I think binary data may be the easy case. If the client decides to make use of a content-transfer-encoding (see section 4.3 in RFC2388 in combination with section 6 in RFC2045), it might be necessary to do an additional conversion step. I don't know how current clients do behave, so I'd expect binary for files and 8bit or maybe even quoted-printable for text fields being the default. If the clients do switch between different variants, I'd suggest to implement the most common one first and then add converter functions with the same signature later on, maybe something like:

/**
 * Removes quoted printable content transfer encoding
 * data_in buffer to read from
 * size_in size of data_in buffer
 * data_out buffer to write the decoded data to
 * size_out number of bytes written to data_out
 * returns: Number of bytes read from data_in
 */
size_t transferDecodeQuotedPrintable(uint8_t *data_in, size_t size_in, uint8_t *data_out, size_t &size_out);

That should allow handling all encodings while the caller can remain agnostic of the symbol length in the encoded data. He only has to check for <CR><LF><boudary> in the incoming data. If size_in > return_value, the caller knows that part of the data couldn't be processed, most likely because only a partial input symbol is present in data_in.
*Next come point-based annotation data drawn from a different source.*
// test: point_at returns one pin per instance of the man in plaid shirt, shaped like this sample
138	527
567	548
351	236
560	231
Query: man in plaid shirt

jackjansen commented 4 years ago

I've created a pull request. I'm not 100% happy with the code, especially because I've had to implement yet another level of buffering (I saw the the existing buffered reading code but it's in private methods, and I've decided to implement my own because of the tricky way to test for boundaries while reading binary data). Performance seems sort-of decent despite the extra copying.